Brouwer says the entire state needs to think more deeply about energy as it seeks to eliminate carbon emissions. The state may be wasting more than eight terawatt-hours of renewable energy potential every year by 2025, according to projections by Lawrence Berkeley National Laboratory—energy that Brouwer says California should instead be socking away as hydrogen to clean up its refineries and to meet soaring electricity demand during summer heat waves.
Other experts agree that hydrogen can connect those dots. A recent study by the Energy Futures Initiative, a think tank led by former M.I.T. nuclear physicist Ernest Moniz, who was Obama’s second energy secretary, calls on California to tap the “enormous value” offered by renewable hydrogen and other low-carbon fuels. The study concludes that California’s carbon-cutting goals may be impossible to meet without them.

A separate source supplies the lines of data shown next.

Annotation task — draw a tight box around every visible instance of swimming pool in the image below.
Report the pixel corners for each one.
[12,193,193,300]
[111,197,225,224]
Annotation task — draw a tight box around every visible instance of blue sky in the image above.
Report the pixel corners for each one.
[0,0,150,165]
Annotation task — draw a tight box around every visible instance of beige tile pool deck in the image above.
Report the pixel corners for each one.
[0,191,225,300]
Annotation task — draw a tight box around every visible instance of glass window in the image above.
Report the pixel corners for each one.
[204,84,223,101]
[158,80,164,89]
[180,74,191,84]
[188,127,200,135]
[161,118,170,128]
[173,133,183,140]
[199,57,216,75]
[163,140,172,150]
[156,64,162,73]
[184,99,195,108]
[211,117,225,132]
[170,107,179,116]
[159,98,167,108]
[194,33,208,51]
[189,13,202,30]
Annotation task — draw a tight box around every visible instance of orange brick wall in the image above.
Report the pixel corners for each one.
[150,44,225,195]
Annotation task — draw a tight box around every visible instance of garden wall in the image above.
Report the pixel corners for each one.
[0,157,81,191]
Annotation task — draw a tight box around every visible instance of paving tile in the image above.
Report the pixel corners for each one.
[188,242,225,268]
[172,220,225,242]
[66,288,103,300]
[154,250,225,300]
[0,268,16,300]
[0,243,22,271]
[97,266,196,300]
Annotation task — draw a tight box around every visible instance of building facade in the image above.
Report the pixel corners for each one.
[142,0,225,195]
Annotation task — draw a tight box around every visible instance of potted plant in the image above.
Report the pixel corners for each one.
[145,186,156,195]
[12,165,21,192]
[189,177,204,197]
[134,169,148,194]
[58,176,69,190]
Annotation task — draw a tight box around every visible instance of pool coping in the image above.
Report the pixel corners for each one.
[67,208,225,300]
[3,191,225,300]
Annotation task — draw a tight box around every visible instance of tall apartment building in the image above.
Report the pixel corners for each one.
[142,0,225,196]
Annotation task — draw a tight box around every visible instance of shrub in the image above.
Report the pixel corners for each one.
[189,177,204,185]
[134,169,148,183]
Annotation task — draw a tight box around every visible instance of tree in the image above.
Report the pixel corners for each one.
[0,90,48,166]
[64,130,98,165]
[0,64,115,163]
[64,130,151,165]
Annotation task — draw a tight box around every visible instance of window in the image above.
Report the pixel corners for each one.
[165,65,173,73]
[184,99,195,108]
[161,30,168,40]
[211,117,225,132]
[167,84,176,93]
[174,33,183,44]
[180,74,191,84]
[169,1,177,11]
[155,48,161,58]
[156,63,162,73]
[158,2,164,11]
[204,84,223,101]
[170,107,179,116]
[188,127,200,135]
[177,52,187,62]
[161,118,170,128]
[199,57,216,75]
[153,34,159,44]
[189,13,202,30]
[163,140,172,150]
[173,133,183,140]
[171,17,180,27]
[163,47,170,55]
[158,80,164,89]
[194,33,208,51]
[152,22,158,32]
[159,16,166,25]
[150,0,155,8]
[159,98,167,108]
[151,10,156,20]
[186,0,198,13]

A host of potential problems could still stall or prevent the scale-up of hydrogen infrastructure in California, Europe, and elsewhere. A persistent issue is public anxiety. Hydrogen is extremely flammable, and accidents happen. Last summer a faulty valve caused a hydrogen explosion at a Norwegian filling station for fuel-cell cars. Concrete blast walls minimized injuries, but media reports immediately questioned whether hydrogen energy would survive the incident. In November 2019 California governor Gavin Newsom asked the state’s public utility commission to expedite closure of an underground gas-storage facility, where a four-month leak of natural gas four years earlier had prompted the evacuation of thousands of families.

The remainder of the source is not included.